蟹座男性の恋愛の積極性は、どこで爆発するのか
追いかけるより、安心させたほうが結果的に早い
たぶんここが核心。蟹座の彼を積極的にさせたいなら、押すんじゃなくてゆるめる。矛盾してるようで、これがいちばん効く。
彼のエンジンは、安心でかかるの。この人の前なら失敗しても責められない、急かされない。そう感じた瞬間、さっきまで貝みたいに閉じてた人が、びっくりするくらい能動的になる。ぬくぬくの巣を見つけた蟹は、そこに引きこもるんじゃなくて、そこを拠点にやっと外へ手を伸ばし始めるんだよね。

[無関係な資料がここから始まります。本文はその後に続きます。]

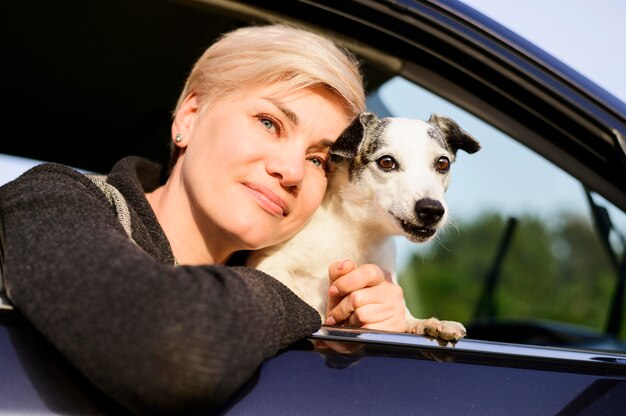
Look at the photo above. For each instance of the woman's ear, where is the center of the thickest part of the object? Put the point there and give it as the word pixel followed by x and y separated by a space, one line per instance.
pixel 183 120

だから、連絡が少ないのをネチネチ責めるのは、いちばんやっちゃダメなやつ。なんで連絡くれないの、は、彼の安全装置をガチャンと締めにいくスイッチ。責めた瞬間、余計に動かなくなる。あぁ、これ昔の私だ…(泣)。
私がやって効いた、ゆる放牧作戦
で、実際どうしたか。連絡のペースを、彼に合わせにいったの。向こうが三日に一通なら、こっちも似たテンポにして、来たら普通に嬉しく返す。来ない日は、自分の生活をちゃんと楽しむ。追いかけない、でも冷たくもしない。このゆる放牧が、蟹座にはやたら効いた。
面白いことに、追うのをやめた途端、彼のほうからぽつぽつ連絡が増えてきたの。安心したんだと思う。この人は自分を縛らないって。しばらくして、初めて向こうからデートに誘われたとき、私、スマホ見てにやけちゃってさ。(やっと動いた…!)ってテンション爆上がりした夜のこと、今でも覚えてる。
急かさないのと、放置は違う。会ったときに全力で楽しくして、笑顔で帰す。文字の外側をぶ厚くしていくイメージ。蟹座男子は、リアルの温もりが積み上がると、面白いくらい前のめりになってくる生き物だから。
それでも連絡が欲しい夜の、心の置きどころ
理屈で分かってても、寂しい夜はやっぱり寂しいよね。返事の来ないスマホをぼーっと眺める時間、あれはあれでしんどい。うん、分かる。
でも、ひとつだけ持っていってほしい。蟹座の彼の愛情は、文字数に反比例して分かりにくくなってるだけで、薄いわけじゃ全然ない。連絡が少ない彼を、そのペースごと面白がれる人のところに、あの人たちはいちばん深く懐く。無理に変えにいかなくて、いいの。
彼の短い返信の裏側で、ちゃんと巣を編んでる音がしてる。それに気づけたなら、もう半分くらい、あなたの勝ちみたいなものだと思うな。